Pour assurer une certaine qualité de la formation, les conditions devraient être définies, concernant la façon dont :

  • les entreprises peuvent offrir des apprentissages ;
  • les établissements d’enseignement et de formation peuvent dispenser une formation hors milieu de travail ;
  • les intermédiaires peuvent aider à offrir, coordonner ou soutenir des apprentissages.

Contrat d’apprentissage

Les apprentissages devraient être régis par un contrat écrit conclu entre un apprenti et une entreprise ou une institution publique. Un contrat type d’apprentissage devrait être élaboré à des fins de cohérence, d’uniformité et de conformité.

Un contrat d’apprentissage devrait :

  • définir clairement les rôles, droits et obligations respectifs des parties ;
  • contenir des dispositions en ce qui concerne la durée de l’apprentissage, la rémunération ainsi que la fréquence à laquelle celle-ci sera versée, les heures de travail, les temps de repos, les pauses, les vacances et autres congés, la sécurité et la santé au travail et la sécurité sociale ;
  • indiquer les compétences, les certificats ou les qualifications visées et l’accompagnement pédagogique complémentaire qui pourra être fourni ;
  • être enregistré selon les conditions établies par l’autorité compétente ;
  • être signé, au nom de l’apprenti, par l’un des parents, le tuteur ou le représentant légal.

Égalité et diversité dans les apprentissages de qualité

Des mesures effectives devraient être prises en vue de :

  • prévenir la discrimination ainsi que la violence et le harcèlement à l’égard des apprentis ;
  • promouvoir l’égalité et l’équilibre des genres dans les apprentissages, y compris en matière d’accès.
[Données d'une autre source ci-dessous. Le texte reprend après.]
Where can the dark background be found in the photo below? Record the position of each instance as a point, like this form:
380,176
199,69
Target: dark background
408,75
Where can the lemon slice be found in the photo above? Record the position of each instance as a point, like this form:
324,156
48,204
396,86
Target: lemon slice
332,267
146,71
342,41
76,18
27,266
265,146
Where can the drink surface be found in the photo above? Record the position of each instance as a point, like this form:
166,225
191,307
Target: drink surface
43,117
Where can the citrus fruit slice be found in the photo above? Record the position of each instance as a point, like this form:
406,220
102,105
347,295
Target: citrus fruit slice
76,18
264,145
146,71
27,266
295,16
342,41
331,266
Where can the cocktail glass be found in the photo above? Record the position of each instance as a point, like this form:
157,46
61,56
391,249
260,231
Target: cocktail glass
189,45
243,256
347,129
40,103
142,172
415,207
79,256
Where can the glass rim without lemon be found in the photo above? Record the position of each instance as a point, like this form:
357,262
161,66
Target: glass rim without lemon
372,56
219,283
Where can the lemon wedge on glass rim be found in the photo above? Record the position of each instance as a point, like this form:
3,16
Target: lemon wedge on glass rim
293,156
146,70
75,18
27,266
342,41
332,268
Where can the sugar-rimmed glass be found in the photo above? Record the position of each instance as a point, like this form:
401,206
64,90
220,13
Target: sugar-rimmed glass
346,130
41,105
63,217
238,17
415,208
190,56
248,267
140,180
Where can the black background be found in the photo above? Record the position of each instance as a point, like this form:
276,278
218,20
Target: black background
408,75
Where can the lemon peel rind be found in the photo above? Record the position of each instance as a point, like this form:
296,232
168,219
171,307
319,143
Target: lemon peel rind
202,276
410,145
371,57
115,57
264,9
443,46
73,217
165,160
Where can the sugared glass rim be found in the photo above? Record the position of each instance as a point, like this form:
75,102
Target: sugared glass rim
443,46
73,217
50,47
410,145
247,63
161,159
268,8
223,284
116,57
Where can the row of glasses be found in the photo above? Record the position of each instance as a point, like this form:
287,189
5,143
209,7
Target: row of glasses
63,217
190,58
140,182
Promotion des apprentissages de qualité

En consultation avec les organisations représentatives d’employeurs et de travailleurs, des mesures devraient être prises pour créer un environnement favorable à la promotion des apprentissages de qualité, consistant, entre autres, à :

  • élaborer et mettre en œuvre des stratégies, définir des objectifs nationaux et allouer des ressources adéquates pour des apprentissages de qualité ;
  • intégrer les apprentissages de qualité dans les stratégies nationales de développement et dans les politiques concernant l’emploi, l’éducation et l’apprentissage tout au long de la vie ;
  • mettre en place des organismes sur les compétences, par secteur ou par profession, en vue de faciliter la mise en œuvre d’apprentissages de qualité ;
  • mettre en place des mécanismes fiables pour évaluer les besoins de compétences, actuels et futurs mettre en œuvre des modèles de financement efficaces et durables ;
  • offrir des mesures d’incitation et des services d’appui ;
  • mener, à intervalles réguliers, des activités de sensibilisation et des campagnes de promotion propres à améliorer l’image et l’attractivité des apprentissages de qualité ;
  • mettre en place des programmes de pré-apprentissage fondés sur les besoins qui auront en particulier pour objet d’accroitre la participation des groupes défavorisés.

Coopération internationale, régionale et nationale pour des apprentissages de qualité

Des mesures devraient être prises pour :

  • renforcer la coopération internationale, régionale et nationale et échanger des informations sur les bonnes pratiques en ce qui concerne tous les aspects des apprentissages de qualité ;
  • promouvoir la reconnaissance à l’échelle nationale, régionale et internationale des certificats obtenus à l’issue d’un apprentissage.